# Create Database Import
* Update year
* Update Query Injection (at the end)

In [1]:
import pandas as pd
import numpy as np
import sys
sys.path.insert(0, '../../data/lib/')
from consts import *

## Import files

In [2]:
df0 = pd.read_csv('../../data/3. transformation/7_hcp_grouped_final.csv')
df1 = pd.read_csv('../../data/3. transformation/7_hco_grouped_final.csv')
df_accumulation_raw = pd.read_csv('../../data/3. transformation/2_accumulations_cleaned.csv', dtype = dataframe_types)

df_pharma_raw = pd.read_csv('sources/liste_companies.csv')
df_pharma_source_raw = pd.read_csv('sources/pharma_source.csv')

#Live Data
df_pharma_live = pd.read_csv('../../data/0. live data/0_pharma.csv')
df_pharma_source_live = pd.read_csv('../../data/0. live data/0_pharma_source.csv')

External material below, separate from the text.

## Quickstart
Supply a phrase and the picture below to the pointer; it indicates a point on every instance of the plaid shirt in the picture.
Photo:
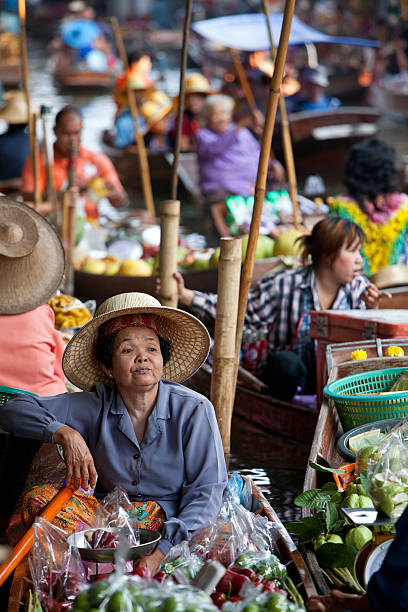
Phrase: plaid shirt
(280, 303)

plz_names = ['REC_ART', 'ONRP', 'BFSNR', 'PLZ_TYP', 'POSTLEITZAHL', 'PLZ_ZZ', 'GPLZ', 'ORTBEZ18', 
             'ORTBEZ27', 'KANTON', 'SPRACHCODE', 'SPRACHCODE_ABW', 'BRIEFZ_DURCH', 'GILT_AB_DAT', 'PLZ_BRIEFZUST', 'PLZ_COFF']
df_plz_raw = pd.read_csv('sources/Post_Adressdaten20190122_edited.csv')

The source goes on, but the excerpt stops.